Open ArbitraryCritter opened 2 years ago
@RasmusWernerLarsen I created an issue to migrate library we use. I am not sure how much work this refactoring would cost. Would you like to work on it, such that in the next step you can add the IPv6 TG feature?
I wonder if we need a flag or if we can detect it within our code if we have IPv4/6 addresses and create the right CF stack. What do you think?
@szuecs - I'll take a look, as you said it's hard to estimate how long it would take to migrate to goformation, but I'll see if I can find the time. I would love to help out, I really like the design of this ingress controller and I've been using it for a few years now.
As for detecting it, I think that might eventually be the right way, but for now I think it's better to have the user decide. I see too many backwards compatibility breakages for people with IPv6 enabled, but without security rules for IPv6.
Also, the decision of which IP address to use has to be made when we create the target group, as the ip address type can only be set at creation (it's immutable), so you have to make that decision when you create the target group, which is create together with the ingress right now.

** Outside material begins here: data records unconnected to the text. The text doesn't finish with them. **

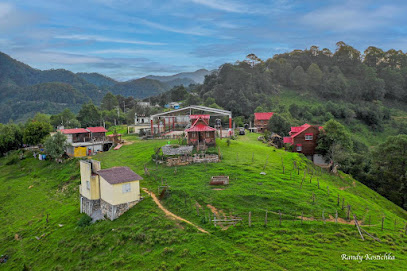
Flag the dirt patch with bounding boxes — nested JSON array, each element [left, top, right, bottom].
[[123, 140, 135, 146], [142, 188, 208, 234], [297, 214, 361, 225], [206, 204, 238, 230], [339, 180, 356, 190], [212, 188, 224, 191]]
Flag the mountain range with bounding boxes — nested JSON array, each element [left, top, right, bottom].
[[0, 52, 209, 123]]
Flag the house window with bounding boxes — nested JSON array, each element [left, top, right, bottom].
[[86, 181, 90, 190], [296, 145, 302, 152], [122, 183, 131, 193], [305, 134, 313, 140]]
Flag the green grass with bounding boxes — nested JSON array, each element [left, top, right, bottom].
[[1, 134, 407, 270]]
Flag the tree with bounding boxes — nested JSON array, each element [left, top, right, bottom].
[[32, 113, 51, 124], [290, 66, 308, 89], [44, 132, 69, 160], [317, 119, 353, 169], [306, 63, 322, 89], [23, 121, 52, 145], [371, 135, 407, 209], [267, 113, 290, 136], [0, 123, 23, 155], [77, 102, 101, 127], [50, 108, 80, 128], [170, 86, 188, 101], [100, 92, 118, 111]]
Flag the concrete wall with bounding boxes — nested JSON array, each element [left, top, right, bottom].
[[80, 160, 100, 200], [99, 177, 140, 206]]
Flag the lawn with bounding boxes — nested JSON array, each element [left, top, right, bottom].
[[0, 133, 406, 270]]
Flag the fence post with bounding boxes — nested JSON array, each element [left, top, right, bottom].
[[249, 212, 252, 227], [279, 210, 282, 226], [301, 211, 303, 224], [382, 217, 384, 231], [337, 194, 340, 206], [322, 210, 325, 224], [327, 186, 330, 197], [342, 198, 345, 210], [265, 211, 268, 227], [312, 193, 315, 203], [317, 179, 320, 189], [347, 205, 351, 221], [335, 210, 338, 224]]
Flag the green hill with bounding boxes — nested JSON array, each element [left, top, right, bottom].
[[1, 134, 406, 270]]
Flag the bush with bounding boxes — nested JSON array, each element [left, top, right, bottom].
[[77, 215, 92, 227]]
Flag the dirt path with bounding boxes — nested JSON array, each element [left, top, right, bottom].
[[142, 188, 209, 234]]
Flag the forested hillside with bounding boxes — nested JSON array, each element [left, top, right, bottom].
[[0, 52, 196, 122]]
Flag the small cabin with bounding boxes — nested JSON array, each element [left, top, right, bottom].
[[283, 124, 321, 156], [254, 112, 274, 133], [185, 115, 216, 146], [80, 160, 143, 221]]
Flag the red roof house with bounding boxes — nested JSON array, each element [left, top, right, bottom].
[[254, 112, 274, 133], [86, 126, 107, 133], [185, 116, 216, 146], [283, 123, 321, 156]]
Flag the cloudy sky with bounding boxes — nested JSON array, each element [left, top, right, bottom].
[[0, 0, 406, 80]]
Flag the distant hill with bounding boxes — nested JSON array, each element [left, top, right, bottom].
[[0, 52, 105, 122], [111, 78, 170, 98], [77, 72, 118, 87], [0, 51, 209, 122], [145, 69, 210, 84]]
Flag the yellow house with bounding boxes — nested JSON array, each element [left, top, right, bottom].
[[79, 160, 143, 220]]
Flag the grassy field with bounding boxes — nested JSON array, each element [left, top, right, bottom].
[[1, 133, 407, 270]]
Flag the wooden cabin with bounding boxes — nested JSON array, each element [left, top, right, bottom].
[[185, 115, 216, 146], [254, 112, 274, 133], [283, 124, 321, 156]]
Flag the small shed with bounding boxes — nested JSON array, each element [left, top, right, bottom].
[[210, 176, 229, 185]]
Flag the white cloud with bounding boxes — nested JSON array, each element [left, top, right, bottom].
[[54, 34, 166, 45], [189, 0, 255, 13], [136, 18, 215, 36], [301, 4, 401, 32]]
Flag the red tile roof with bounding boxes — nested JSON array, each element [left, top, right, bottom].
[[185, 116, 216, 132], [86, 126, 107, 133], [60, 128, 89, 134], [254, 112, 274, 120], [97, 167, 143, 184], [185, 123, 217, 132]]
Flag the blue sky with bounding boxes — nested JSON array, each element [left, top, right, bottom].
[[0, 0, 406, 81]]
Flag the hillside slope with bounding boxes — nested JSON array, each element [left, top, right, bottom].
[[0, 134, 406, 270], [146, 69, 210, 84]]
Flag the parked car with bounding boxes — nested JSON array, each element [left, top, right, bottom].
[[239, 127, 245, 135]]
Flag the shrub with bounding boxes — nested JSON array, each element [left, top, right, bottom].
[[77, 215, 92, 227]]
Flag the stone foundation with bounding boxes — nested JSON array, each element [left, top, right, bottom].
[[80, 196, 101, 216], [166, 154, 219, 166], [100, 198, 142, 221]]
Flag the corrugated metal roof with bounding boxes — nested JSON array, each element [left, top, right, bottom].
[[60, 128, 89, 134], [86, 126, 107, 133], [254, 112, 274, 120]]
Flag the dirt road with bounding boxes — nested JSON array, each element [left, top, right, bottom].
[[142, 188, 209, 234]]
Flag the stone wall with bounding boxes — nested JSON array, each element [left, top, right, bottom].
[[80, 196, 101, 216], [100, 198, 142, 221], [162, 145, 193, 156], [166, 154, 219, 166]]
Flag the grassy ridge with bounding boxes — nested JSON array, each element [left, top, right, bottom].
[[0, 133, 406, 270]]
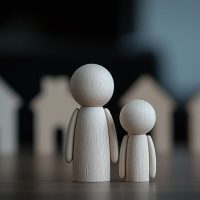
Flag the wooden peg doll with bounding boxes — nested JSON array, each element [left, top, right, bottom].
[[119, 99, 156, 182], [65, 64, 118, 182]]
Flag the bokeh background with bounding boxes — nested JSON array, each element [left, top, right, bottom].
[[1, 0, 200, 154]]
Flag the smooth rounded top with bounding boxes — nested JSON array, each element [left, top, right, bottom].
[[70, 64, 114, 106], [119, 99, 156, 135]]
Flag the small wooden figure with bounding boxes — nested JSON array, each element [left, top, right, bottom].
[[119, 75, 175, 154], [119, 99, 156, 182], [65, 64, 119, 182]]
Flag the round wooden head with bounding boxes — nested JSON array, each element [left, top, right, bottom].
[[70, 64, 114, 106], [119, 99, 156, 135]]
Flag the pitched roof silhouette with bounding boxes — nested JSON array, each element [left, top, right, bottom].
[[31, 76, 78, 111], [0, 76, 22, 108], [119, 74, 175, 110]]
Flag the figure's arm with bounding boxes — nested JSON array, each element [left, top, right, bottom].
[[147, 135, 156, 178], [119, 135, 128, 179], [65, 108, 79, 163], [104, 108, 119, 163]]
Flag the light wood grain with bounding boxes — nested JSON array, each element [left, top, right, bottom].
[[119, 135, 128, 178], [104, 108, 119, 163], [147, 135, 156, 178], [70, 64, 114, 107], [119, 99, 156, 135], [126, 135, 149, 182], [67, 64, 116, 182], [119, 100, 156, 182], [73, 107, 111, 182], [65, 108, 79, 163]]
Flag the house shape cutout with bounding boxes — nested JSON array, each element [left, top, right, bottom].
[[187, 92, 200, 154], [0, 77, 22, 155], [31, 76, 79, 156], [119, 74, 175, 154]]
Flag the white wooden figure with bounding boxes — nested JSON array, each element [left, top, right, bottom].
[[119, 99, 156, 182], [31, 76, 79, 156], [119, 75, 175, 154], [187, 92, 200, 154], [65, 64, 119, 182], [0, 77, 22, 155]]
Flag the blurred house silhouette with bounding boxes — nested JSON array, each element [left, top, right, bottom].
[[119, 74, 175, 154], [0, 77, 22, 154], [31, 76, 79, 156], [187, 92, 200, 154]]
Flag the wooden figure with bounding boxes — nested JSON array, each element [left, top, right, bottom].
[[65, 64, 119, 182], [31, 76, 79, 156], [119, 99, 156, 182], [119, 75, 175, 154], [0, 77, 22, 155], [187, 92, 200, 154]]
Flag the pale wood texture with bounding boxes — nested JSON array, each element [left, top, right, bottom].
[[119, 100, 156, 182], [104, 108, 119, 163], [0, 77, 22, 155], [65, 108, 79, 163], [126, 135, 149, 182], [73, 107, 110, 182], [119, 99, 156, 135], [70, 64, 114, 107], [187, 93, 200, 154], [119, 75, 175, 154], [119, 135, 128, 178], [30, 76, 79, 155], [147, 135, 156, 178], [68, 64, 116, 182]]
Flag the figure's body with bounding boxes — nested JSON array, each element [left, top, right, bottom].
[[73, 107, 110, 182], [119, 100, 156, 182], [65, 64, 118, 182], [126, 135, 149, 182]]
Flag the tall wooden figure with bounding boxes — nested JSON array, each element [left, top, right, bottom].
[[65, 64, 119, 182], [119, 100, 156, 182]]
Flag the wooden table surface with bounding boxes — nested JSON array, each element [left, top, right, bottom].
[[0, 146, 200, 200]]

From what little I've gleamed from the internals of the code, without some significant refactor, we won't know what IP address to set until we scan for the pods, which is done later in the process. We could ofcourse just create two target groups, one for IPv4 and one for IPv6, but that seems unnecessary to me.

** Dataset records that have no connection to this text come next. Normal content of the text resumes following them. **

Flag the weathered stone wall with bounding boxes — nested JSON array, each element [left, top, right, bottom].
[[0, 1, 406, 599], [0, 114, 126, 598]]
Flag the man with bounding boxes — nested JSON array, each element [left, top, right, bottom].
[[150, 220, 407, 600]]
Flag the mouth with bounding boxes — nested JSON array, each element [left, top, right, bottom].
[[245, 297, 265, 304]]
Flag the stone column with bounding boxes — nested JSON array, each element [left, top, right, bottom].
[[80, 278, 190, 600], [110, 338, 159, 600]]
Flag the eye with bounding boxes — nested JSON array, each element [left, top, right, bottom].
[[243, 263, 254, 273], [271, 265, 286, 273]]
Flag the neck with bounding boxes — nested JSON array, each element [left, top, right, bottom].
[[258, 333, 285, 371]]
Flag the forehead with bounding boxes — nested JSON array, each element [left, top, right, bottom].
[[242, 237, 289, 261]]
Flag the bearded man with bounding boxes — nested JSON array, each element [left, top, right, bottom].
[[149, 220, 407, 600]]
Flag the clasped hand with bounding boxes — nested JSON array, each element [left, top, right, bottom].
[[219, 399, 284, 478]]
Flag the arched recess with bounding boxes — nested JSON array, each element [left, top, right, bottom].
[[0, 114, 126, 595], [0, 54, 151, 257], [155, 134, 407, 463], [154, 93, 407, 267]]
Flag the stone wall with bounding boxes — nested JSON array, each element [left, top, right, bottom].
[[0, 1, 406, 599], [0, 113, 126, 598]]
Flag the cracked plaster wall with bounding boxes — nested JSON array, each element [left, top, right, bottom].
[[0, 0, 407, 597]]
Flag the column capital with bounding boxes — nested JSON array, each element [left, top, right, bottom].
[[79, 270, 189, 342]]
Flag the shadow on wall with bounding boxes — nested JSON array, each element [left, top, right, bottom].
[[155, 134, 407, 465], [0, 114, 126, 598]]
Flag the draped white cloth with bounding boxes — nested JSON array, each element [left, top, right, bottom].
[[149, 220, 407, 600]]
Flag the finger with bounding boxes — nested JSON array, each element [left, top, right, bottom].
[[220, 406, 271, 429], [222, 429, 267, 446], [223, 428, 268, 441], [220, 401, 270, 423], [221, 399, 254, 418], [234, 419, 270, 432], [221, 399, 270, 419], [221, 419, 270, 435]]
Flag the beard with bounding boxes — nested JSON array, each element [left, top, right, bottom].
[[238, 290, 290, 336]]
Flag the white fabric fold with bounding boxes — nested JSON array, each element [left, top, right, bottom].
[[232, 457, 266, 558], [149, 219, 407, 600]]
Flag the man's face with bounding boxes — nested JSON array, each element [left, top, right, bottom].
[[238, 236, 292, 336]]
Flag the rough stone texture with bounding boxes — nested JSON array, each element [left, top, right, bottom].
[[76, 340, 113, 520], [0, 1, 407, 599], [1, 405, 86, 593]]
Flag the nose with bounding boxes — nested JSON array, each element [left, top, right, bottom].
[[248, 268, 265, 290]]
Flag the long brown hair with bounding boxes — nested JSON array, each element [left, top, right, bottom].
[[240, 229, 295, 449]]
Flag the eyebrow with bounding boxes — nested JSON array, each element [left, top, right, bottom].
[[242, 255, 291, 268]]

Also, I believe everyone doing IPv6 only deployments on AWS right now are probably quite aware of the potential challenges, so having to set a flag will probably not be a significant barrier, whereas the backwards compatibility handling for unaware IPv6 users could be really unpleasant.
@RasmusWernerLarsen makes sense to me, so let's do the flag.

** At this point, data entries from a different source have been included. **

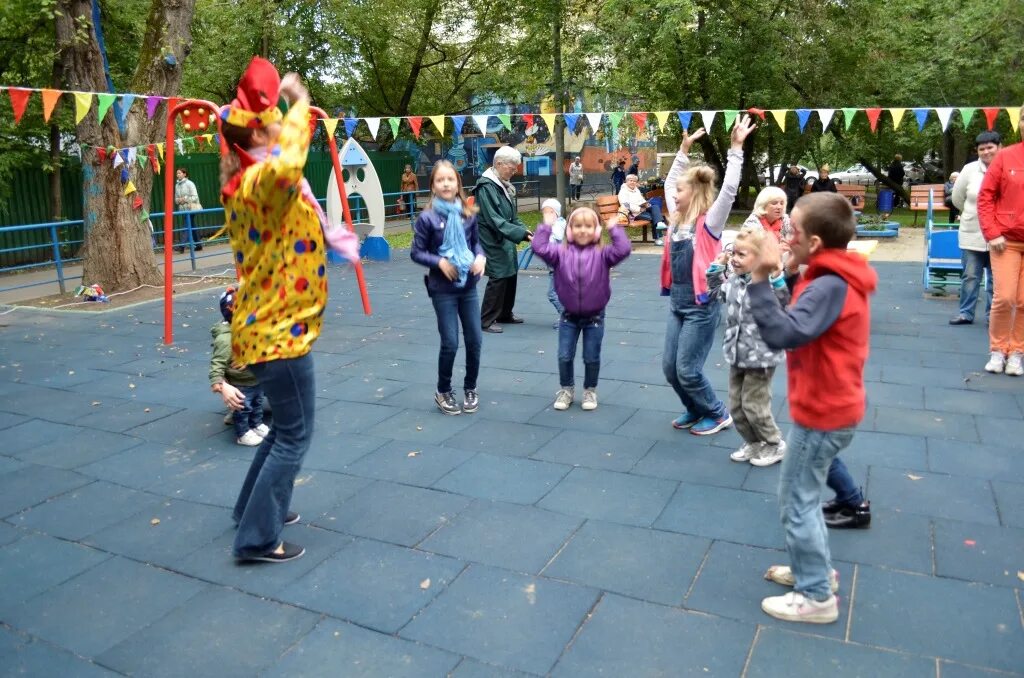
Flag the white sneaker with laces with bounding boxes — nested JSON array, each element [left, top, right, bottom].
[[750, 440, 787, 467], [764, 565, 839, 593], [237, 430, 263, 446], [985, 351, 1006, 373], [1005, 352, 1024, 376], [581, 388, 598, 411], [761, 591, 838, 624], [253, 423, 270, 437], [553, 388, 574, 411], [729, 442, 762, 462]]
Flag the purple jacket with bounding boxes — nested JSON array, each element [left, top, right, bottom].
[[531, 223, 631, 316]]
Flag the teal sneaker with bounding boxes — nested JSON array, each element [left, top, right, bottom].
[[690, 413, 733, 436], [672, 411, 701, 429]]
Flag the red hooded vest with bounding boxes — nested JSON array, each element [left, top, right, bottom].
[[787, 249, 878, 431]]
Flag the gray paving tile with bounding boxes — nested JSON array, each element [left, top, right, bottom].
[[97, 587, 320, 678], [654, 483, 783, 548], [614, 409, 698, 442], [420, 500, 580, 574], [532, 429, 655, 472], [125, 408, 226, 445], [851, 566, 1024, 672], [882, 365, 972, 389], [0, 533, 111, 609], [934, 519, 1024, 588], [76, 441, 215, 490], [433, 452, 570, 505], [977, 415, 1024, 447], [286, 469, 371, 521], [552, 594, 753, 677], [309, 400, 404, 436], [149, 456, 256, 508], [537, 467, 677, 527], [444, 419, 560, 458], [71, 400, 182, 433], [0, 455, 27, 476], [0, 411, 30, 430], [746, 627, 934, 677], [364, 407, 477, 444], [401, 564, 599, 676], [828, 508, 933, 574], [631, 440, 752, 487], [0, 520, 23, 546], [924, 387, 1022, 418], [939, 660, 1022, 678], [10, 480, 165, 540], [527, 401, 638, 434], [544, 520, 710, 606], [843, 430, 928, 471], [872, 406, 979, 442], [0, 632, 120, 677], [0, 464, 91, 518], [868, 466, 1000, 525], [992, 481, 1024, 529], [0, 383, 119, 422], [928, 439, 1024, 481], [598, 380, 681, 413], [865, 381, 925, 408], [450, 658, 536, 678], [342, 439, 476, 486]]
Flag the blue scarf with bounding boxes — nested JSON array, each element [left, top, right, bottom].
[[433, 198, 474, 288]]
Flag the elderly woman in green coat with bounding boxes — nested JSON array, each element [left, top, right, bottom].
[[473, 146, 533, 333]]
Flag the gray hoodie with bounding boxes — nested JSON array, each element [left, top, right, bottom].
[[707, 265, 790, 369]]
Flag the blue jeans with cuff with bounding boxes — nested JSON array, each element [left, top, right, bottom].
[[231, 384, 265, 438], [958, 249, 993, 322], [558, 312, 605, 389]]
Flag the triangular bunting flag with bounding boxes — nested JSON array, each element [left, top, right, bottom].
[[132, 194, 143, 210], [607, 111, 624, 131], [127, 148, 137, 166], [112, 150, 124, 168], [156, 143, 165, 160], [913, 108, 929, 131], [120, 168, 129, 183], [564, 113, 579, 132], [769, 110, 787, 131], [139, 209, 149, 222], [175, 139, 184, 154], [137, 148, 148, 166], [123, 180, 136, 196], [540, 113, 557, 132], [388, 117, 401, 138], [472, 114, 489, 133], [8, 88, 31, 125], [585, 112, 602, 131], [451, 115, 465, 135], [521, 113, 534, 129], [497, 113, 511, 131], [73, 92, 93, 124], [935, 107, 953, 131], [722, 110, 738, 131], [889, 108, 907, 129], [97, 148, 108, 164], [796, 109, 812, 133], [96, 93, 117, 122], [1008, 107, 1021, 134], [865, 108, 882, 132], [343, 118, 357, 137], [817, 109, 834, 131], [842, 108, 857, 130], [365, 117, 381, 139], [41, 89, 61, 123], [118, 94, 135, 128], [429, 115, 445, 135], [983, 107, 999, 130], [677, 111, 692, 130], [145, 96, 160, 119], [699, 110, 717, 130], [746, 108, 766, 121], [654, 111, 670, 131], [959, 107, 976, 127], [322, 117, 339, 138], [631, 112, 647, 129], [408, 116, 423, 138], [148, 144, 160, 173]]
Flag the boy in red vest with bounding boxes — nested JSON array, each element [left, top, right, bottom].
[[747, 192, 878, 624]]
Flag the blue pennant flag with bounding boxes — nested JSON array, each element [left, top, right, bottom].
[[344, 118, 358, 137], [120, 168, 129, 183], [913, 108, 929, 131], [117, 94, 135, 131], [451, 115, 466, 135], [796, 109, 811, 132], [563, 113, 580, 132], [677, 111, 692, 130]]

I've been working a bit with setting AWS EKS up in IPv6 only mode with the kube-ingress-aws-controller, combined with the new "--target-access-mode=AWSCNI" mode.
When I say IPv6 only deployment mode, that is not completely true, the nodes have a single IPv4 address but all internal services only have IPv6 and all external IPv4 traffic out of the cluster is NAT'ed to the node ip. Anyway, the problem with the controller is that there is currently an assumption that all target groups created will only get IPv4 targets, so I end up with an error like this.
level=error msg="unable to register instances [\"2a05:d018:1436:ff06:d7ad::a\" \"2a05:d018:1436:ff08:6caa::4\" \"2a05:d018:1436:ff08:6caa::5\"] in target group arn:aws:elasticloadbalancing:eu-west-1:411286365248:targetgroup/kube-ing-TG-8T26JSGSIFFR/06cd49c411a60939: ValidationError: The IP address '2a05:d018:1436:ff06:d7ad::a' is not a valid IPv4 address\n\tstatus code: 400, request id: 0a50cafd-8b94-40da-b6ce-c116dff991cd"
So everything works and this only fails at the AWS API invocation to register the endpoint, because the targetGroup needs to have the "ipAddressType" set to ipv6. (See: https://docs.aws.amazon.com/AWSCloudFormation/latest/UserGuide/aws-resource-elasticloadbalancingv2-targetgroup.html#cfn-elasticloadbalancingv2-targetgroup-ipaddresstype)
Now I actually did checkout the code and took a look at how to implement this. My approach for a solution was to add a --target-group-ip-address-type flag, that would default to "IPV4" but could be overridden to "IPV6" globally. Unfortunately I ran into the problem that the unmaintained "github.com/mweagle/go-cloudformation" that the controller uses, hasn't updated the resource definitions for the targetGroups. It was easy to work around by modifying it manually, but I'm guessing that's not a solution here.
Aside from that, the changes needed seem trivial and low-risk.